Law Society chief executive Janet Paraskeva had written to the Financial Times last month after the paper ran an interview with new Bar Council chair Stephen Irwin QC, in which he said that multidisciplinary partnerships (MDPs), with their mix of lawyers and other businesspeople, were “bad karma” and “just a marketing tool”. Paraskeva insisted that solicitors took a more “contemporary” view of MDPs, provided “the right safeguards” could be ensured. The Society was also said to be “stung” over the Bar Council’s line that barristers should not lose powers of self-regulation for “other people’s mistakes”, a reference to the Office for the Supervision of Solicitors’ (OSS) poor track record on complaints handling.
Paraskeva and Irwin set out their respective positions on the major issues of the review by the Prudential Chairman, to be published in an article in next week’s edition of The Lawyer. “We aren’t attacking the Bar Council, we just have a different view,” Paraskeva insisted. “The sole practitioner and the solicitor’s firm are different economic models and the one thing driving the reform is competition. Some 50 per cent of our members are in big firms and global, international practices, and what they need is a regulator that can respond to their needs in international business; and that’s quite different from the sole practice, in which each member of the independent bar employs themselves.”
On the bar’s objection to MDPs, Irwin said: “It’s not a question of being contemporary or fashionable – regulation is just too important.
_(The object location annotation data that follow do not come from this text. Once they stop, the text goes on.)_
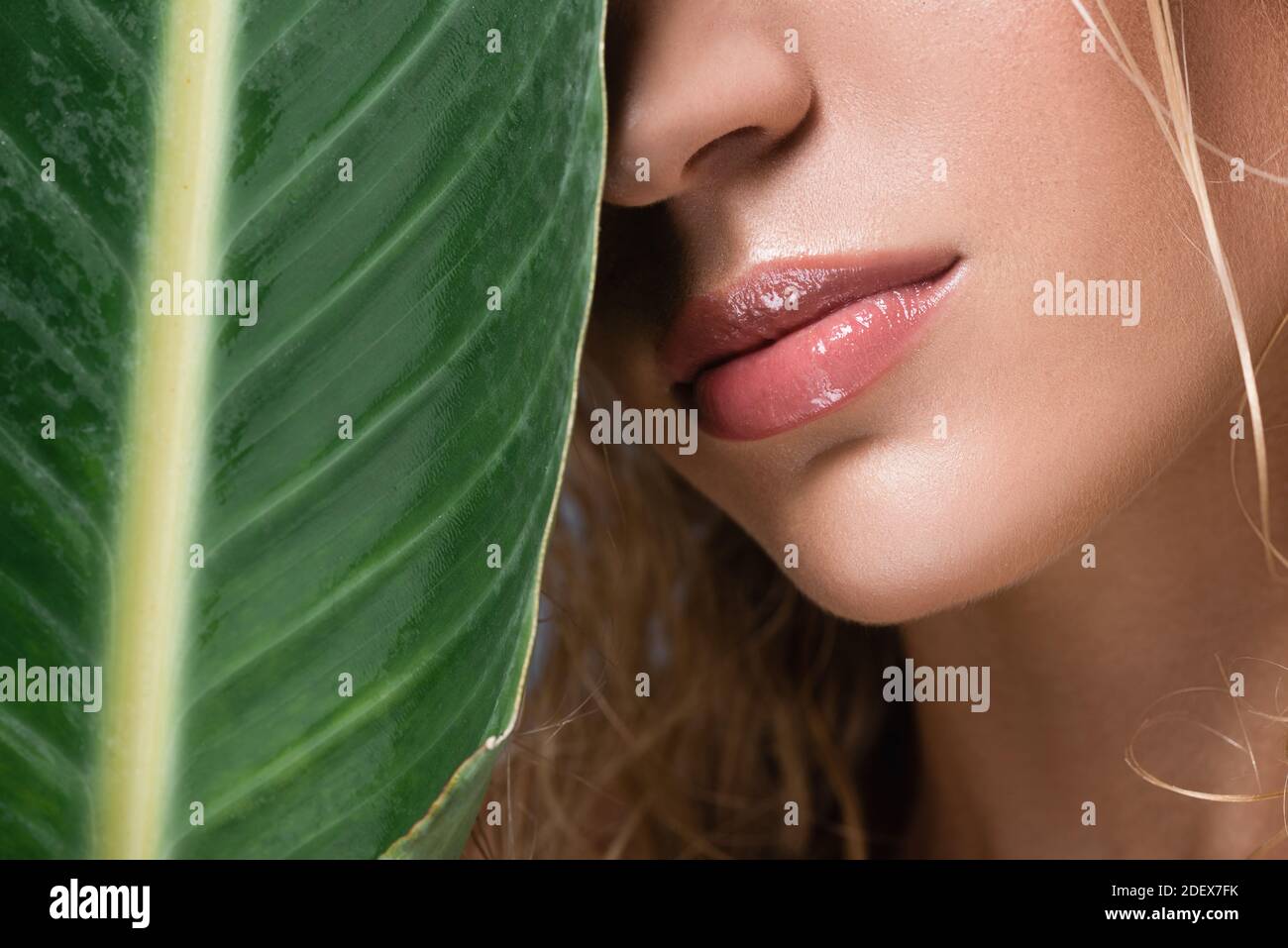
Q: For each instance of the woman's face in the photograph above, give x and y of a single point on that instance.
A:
(837, 253)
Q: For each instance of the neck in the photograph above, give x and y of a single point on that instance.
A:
(1180, 597)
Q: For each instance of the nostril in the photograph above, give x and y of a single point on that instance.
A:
(730, 149)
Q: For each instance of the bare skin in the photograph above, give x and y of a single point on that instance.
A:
(1059, 433)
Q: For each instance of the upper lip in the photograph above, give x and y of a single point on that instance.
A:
(755, 311)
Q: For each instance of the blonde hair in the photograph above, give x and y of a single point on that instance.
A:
(751, 702)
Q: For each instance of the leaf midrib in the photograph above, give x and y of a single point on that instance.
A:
(163, 445)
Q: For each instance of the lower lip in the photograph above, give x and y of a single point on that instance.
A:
(818, 368)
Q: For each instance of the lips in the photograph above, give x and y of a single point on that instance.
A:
(797, 339)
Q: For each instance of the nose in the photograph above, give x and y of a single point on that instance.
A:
(699, 90)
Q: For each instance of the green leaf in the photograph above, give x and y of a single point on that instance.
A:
(220, 155)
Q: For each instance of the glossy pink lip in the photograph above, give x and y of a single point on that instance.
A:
(798, 338)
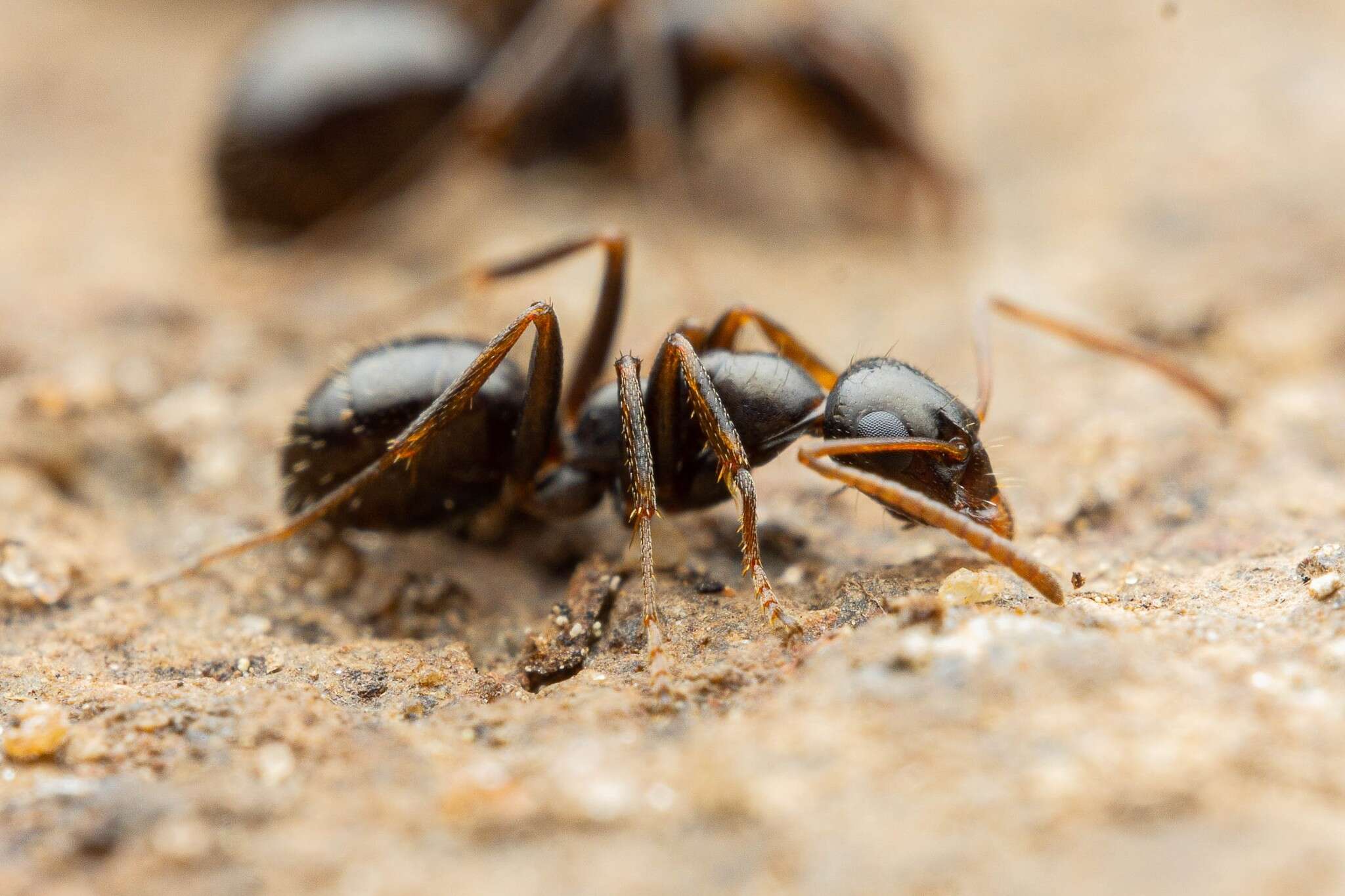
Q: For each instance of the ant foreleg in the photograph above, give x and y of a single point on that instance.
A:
(639, 458)
(709, 413)
(536, 431)
(1088, 337)
(598, 345)
(919, 507)
(725, 331)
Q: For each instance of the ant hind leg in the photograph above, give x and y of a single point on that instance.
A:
(639, 457)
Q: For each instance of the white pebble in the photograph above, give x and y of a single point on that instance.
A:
(1325, 586)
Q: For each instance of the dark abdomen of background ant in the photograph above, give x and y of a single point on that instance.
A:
(350, 418)
(326, 105)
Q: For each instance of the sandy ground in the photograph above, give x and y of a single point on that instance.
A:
(294, 723)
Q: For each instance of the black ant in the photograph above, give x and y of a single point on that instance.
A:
(340, 102)
(443, 429)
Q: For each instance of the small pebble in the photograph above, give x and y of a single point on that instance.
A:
(1325, 586)
(966, 586)
(275, 763)
(24, 581)
(41, 731)
(1323, 559)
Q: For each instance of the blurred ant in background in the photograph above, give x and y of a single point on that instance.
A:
(338, 104)
(444, 430)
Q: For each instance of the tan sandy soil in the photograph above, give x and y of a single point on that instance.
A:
(358, 720)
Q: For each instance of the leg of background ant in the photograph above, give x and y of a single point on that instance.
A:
(639, 458)
(1119, 347)
(917, 507)
(651, 100)
(872, 75)
(522, 64)
(725, 331)
(678, 356)
(653, 104)
(536, 431)
(598, 345)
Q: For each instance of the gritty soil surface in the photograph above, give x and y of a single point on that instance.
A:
(397, 714)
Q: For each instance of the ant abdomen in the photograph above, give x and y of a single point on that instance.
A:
(328, 102)
(351, 417)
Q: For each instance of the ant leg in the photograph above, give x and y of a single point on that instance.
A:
(519, 68)
(725, 331)
(536, 431)
(651, 100)
(1116, 345)
(865, 89)
(919, 507)
(598, 345)
(678, 355)
(643, 507)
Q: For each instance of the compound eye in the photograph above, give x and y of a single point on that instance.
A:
(883, 425)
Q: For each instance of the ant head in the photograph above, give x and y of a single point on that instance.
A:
(884, 399)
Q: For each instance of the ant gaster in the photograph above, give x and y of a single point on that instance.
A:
(444, 429)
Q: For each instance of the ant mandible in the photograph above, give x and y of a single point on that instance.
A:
(443, 429)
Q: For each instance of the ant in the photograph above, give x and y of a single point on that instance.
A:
(443, 429)
(342, 102)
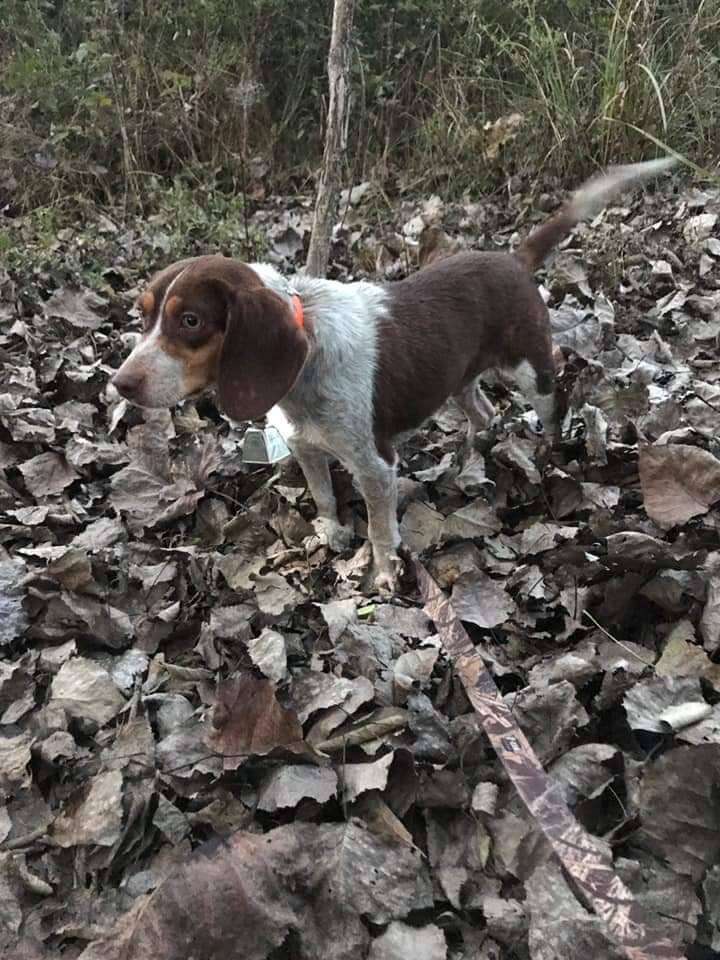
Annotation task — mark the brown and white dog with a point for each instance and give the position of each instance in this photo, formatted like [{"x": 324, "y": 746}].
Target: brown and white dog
[{"x": 344, "y": 370}]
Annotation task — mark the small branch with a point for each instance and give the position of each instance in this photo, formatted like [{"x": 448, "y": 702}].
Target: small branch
[{"x": 335, "y": 138}]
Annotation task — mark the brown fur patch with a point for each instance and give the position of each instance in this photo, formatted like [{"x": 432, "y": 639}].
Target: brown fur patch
[
  {"x": 146, "y": 303},
  {"x": 199, "y": 362},
  {"x": 447, "y": 324},
  {"x": 172, "y": 307}
]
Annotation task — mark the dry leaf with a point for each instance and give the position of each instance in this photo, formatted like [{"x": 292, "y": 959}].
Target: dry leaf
[{"x": 678, "y": 482}]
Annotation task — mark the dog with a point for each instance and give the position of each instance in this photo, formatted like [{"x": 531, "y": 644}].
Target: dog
[{"x": 346, "y": 370}]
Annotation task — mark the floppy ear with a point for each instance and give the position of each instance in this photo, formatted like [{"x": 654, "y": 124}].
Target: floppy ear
[{"x": 262, "y": 354}]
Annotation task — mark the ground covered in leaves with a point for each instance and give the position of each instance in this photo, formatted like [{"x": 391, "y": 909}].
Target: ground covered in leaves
[{"x": 215, "y": 742}]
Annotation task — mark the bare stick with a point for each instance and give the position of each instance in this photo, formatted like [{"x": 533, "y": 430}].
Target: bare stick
[{"x": 335, "y": 138}]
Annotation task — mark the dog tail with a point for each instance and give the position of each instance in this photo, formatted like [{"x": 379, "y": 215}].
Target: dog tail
[{"x": 588, "y": 201}]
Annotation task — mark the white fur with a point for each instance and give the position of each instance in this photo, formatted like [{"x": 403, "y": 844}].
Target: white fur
[
  {"x": 330, "y": 408},
  {"x": 164, "y": 383},
  {"x": 598, "y": 191}
]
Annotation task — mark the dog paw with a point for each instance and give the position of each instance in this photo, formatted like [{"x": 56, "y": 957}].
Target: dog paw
[
  {"x": 330, "y": 533},
  {"x": 387, "y": 574}
]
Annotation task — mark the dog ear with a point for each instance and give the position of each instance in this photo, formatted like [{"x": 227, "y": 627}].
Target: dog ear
[{"x": 263, "y": 352}]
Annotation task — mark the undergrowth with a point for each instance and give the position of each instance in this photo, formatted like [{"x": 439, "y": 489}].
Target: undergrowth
[{"x": 106, "y": 99}]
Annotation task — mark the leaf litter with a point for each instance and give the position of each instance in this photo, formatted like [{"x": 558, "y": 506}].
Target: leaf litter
[{"x": 212, "y": 735}]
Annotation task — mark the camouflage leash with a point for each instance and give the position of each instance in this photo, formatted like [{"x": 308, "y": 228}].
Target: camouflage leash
[{"x": 579, "y": 853}]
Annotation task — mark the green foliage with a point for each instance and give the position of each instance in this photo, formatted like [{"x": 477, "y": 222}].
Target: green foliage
[{"x": 103, "y": 95}]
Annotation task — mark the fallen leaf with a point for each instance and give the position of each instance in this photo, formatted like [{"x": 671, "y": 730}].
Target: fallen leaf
[
  {"x": 85, "y": 690},
  {"x": 274, "y": 880},
  {"x": 287, "y": 785},
  {"x": 93, "y": 814},
  {"x": 678, "y": 482},
  {"x": 248, "y": 720}
]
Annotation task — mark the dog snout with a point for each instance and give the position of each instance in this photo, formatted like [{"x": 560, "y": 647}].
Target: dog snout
[{"x": 128, "y": 383}]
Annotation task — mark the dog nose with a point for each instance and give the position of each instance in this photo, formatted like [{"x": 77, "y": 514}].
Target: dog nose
[{"x": 127, "y": 383}]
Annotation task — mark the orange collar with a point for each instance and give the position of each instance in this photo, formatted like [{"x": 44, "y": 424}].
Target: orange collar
[{"x": 299, "y": 313}]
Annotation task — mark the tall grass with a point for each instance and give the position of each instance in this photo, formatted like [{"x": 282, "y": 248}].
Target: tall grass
[{"x": 97, "y": 96}]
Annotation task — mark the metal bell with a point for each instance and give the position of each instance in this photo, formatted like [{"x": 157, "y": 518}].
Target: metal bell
[{"x": 264, "y": 446}]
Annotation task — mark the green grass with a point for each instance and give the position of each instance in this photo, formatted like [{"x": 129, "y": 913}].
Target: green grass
[{"x": 114, "y": 101}]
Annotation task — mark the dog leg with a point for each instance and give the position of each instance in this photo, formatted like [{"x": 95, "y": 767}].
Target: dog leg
[
  {"x": 477, "y": 408},
  {"x": 377, "y": 481},
  {"x": 315, "y": 464},
  {"x": 539, "y": 388}
]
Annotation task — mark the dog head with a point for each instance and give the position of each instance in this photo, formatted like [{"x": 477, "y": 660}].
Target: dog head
[{"x": 210, "y": 321}]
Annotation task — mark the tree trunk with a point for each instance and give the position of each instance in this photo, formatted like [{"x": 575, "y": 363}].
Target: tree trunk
[{"x": 335, "y": 139}]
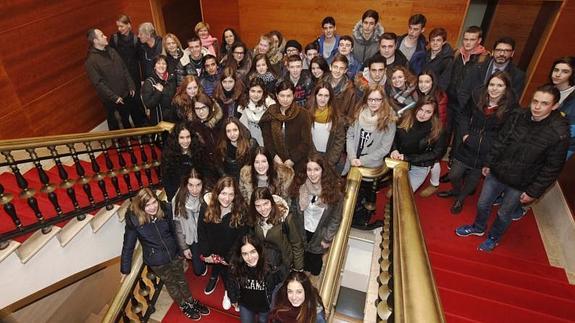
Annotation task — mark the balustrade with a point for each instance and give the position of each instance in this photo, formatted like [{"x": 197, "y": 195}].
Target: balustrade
[{"x": 32, "y": 200}]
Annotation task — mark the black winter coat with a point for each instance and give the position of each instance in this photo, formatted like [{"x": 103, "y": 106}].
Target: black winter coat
[
  {"x": 529, "y": 155},
  {"x": 218, "y": 238},
  {"x": 482, "y": 130},
  {"x": 415, "y": 146},
  {"x": 107, "y": 71},
  {"x": 159, "y": 103},
  {"x": 158, "y": 240},
  {"x": 440, "y": 65}
]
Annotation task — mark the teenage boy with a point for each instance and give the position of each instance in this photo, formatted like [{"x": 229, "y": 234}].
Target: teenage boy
[
  {"x": 439, "y": 57},
  {"x": 211, "y": 75},
  {"x": 345, "y": 48},
  {"x": 192, "y": 62},
  {"x": 374, "y": 74},
  {"x": 301, "y": 79},
  {"x": 412, "y": 44},
  {"x": 465, "y": 59},
  {"x": 388, "y": 50},
  {"x": 328, "y": 41},
  {"x": 540, "y": 135}
]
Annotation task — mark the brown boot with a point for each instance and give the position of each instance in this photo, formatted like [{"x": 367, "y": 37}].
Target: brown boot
[{"x": 428, "y": 191}]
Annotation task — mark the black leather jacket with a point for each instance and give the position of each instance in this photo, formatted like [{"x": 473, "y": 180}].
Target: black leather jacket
[{"x": 158, "y": 240}]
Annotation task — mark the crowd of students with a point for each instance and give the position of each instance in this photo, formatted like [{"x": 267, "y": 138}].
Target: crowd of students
[{"x": 263, "y": 138}]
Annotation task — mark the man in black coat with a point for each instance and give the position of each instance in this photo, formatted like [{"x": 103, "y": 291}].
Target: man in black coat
[
  {"x": 503, "y": 51},
  {"x": 525, "y": 159},
  {"x": 112, "y": 80}
]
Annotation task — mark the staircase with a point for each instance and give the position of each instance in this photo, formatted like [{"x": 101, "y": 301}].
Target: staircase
[
  {"x": 58, "y": 196},
  {"x": 514, "y": 283}
]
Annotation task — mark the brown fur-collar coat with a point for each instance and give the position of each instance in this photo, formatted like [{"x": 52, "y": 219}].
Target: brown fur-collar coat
[
  {"x": 283, "y": 181},
  {"x": 296, "y": 143}
]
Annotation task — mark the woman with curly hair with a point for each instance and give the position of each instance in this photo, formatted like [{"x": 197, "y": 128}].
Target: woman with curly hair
[
  {"x": 183, "y": 101},
  {"x": 271, "y": 221},
  {"x": 221, "y": 224},
  {"x": 149, "y": 221},
  {"x": 328, "y": 128},
  {"x": 235, "y": 147},
  {"x": 420, "y": 140},
  {"x": 229, "y": 37},
  {"x": 317, "y": 204},
  {"x": 480, "y": 122},
  {"x": 261, "y": 68},
  {"x": 255, "y": 272},
  {"x": 228, "y": 92},
  {"x": 428, "y": 86},
  {"x": 401, "y": 89},
  {"x": 298, "y": 301},
  {"x": 319, "y": 68},
  {"x": 184, "y": 150},
  {"x": 263, "y": 172},
  {"x": 240, "y": 58},
  {"x": 186, "y": 205},
  {"x": 253, "y": 106}
]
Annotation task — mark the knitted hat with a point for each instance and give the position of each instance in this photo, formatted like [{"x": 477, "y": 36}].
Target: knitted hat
[{"x": 293, "y": 43}]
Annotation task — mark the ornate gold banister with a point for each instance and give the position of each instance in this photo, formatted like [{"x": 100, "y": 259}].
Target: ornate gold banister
[
  {"x": 128, "y": 154},
  {"x": 415, "y": 297},
  {"x": 330, "y": 283}
]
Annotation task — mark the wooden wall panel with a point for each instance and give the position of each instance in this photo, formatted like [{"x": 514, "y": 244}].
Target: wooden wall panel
[
  {"x": 524, "y": 14},
  {"x": 42, "y": 51},
  {"x": 301, "y": 19},
  {"x": 221, "y": 14}
]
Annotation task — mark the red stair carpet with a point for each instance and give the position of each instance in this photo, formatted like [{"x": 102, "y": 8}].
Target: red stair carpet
[
  {"x": 213, "y": 301},
  {"x": 514, "y": 283}
]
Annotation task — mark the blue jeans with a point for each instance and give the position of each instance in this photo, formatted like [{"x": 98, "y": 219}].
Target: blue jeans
[
  {"x": 417, "y": 175},
  {"x": 492, "y": 189},
  {"x": 248, "y": 316},
  {"x": 197, "y": 264}
]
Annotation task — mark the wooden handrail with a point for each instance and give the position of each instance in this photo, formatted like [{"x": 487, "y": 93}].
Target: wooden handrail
[
  {"x": 119, "y": 301},
  {"x": 330, "y": 284},
  {"x": 415, "y": 296},
  {"x": 34, "y": 142}
]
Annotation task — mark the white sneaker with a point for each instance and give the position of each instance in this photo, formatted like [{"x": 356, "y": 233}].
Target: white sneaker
[{"x": 226, "y": 303}]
If you place a lawyer in a position where he or she has financial interests in common with people who don’t have ethical obligations, you’re creating a recipe for trouble.” And the reason why MDPs are “bad karma”, he argued, is that they “destroy organisations that have good ethics”.
As for the future of self-regulation, Irwin said that the bar’s “principle objective” was “to come out of this with an extremely efficient, effective and cheap self-regulation system intact”. “The key thing is [the regulatory regime] doesn’t turn into some bureaucratic and expensive ‘one size fits all’ solution,” he said. “There is an alternative, and the bar, on any view, regulates itself very well and should continue to do so.” Paraskeva insisted that “self-regulation does work for solicitors”. “The mistake is that people think complaints handling is what self-regulation is all about.” She added that it was one part of a number of roles the Society plays, but one that attracted most attention. She also said that the OSS’s worst problems are now behind it. “We’ve had six months now where we’ve been closing more cases than we’ve been receiving, and that’s not just a blip,” she said.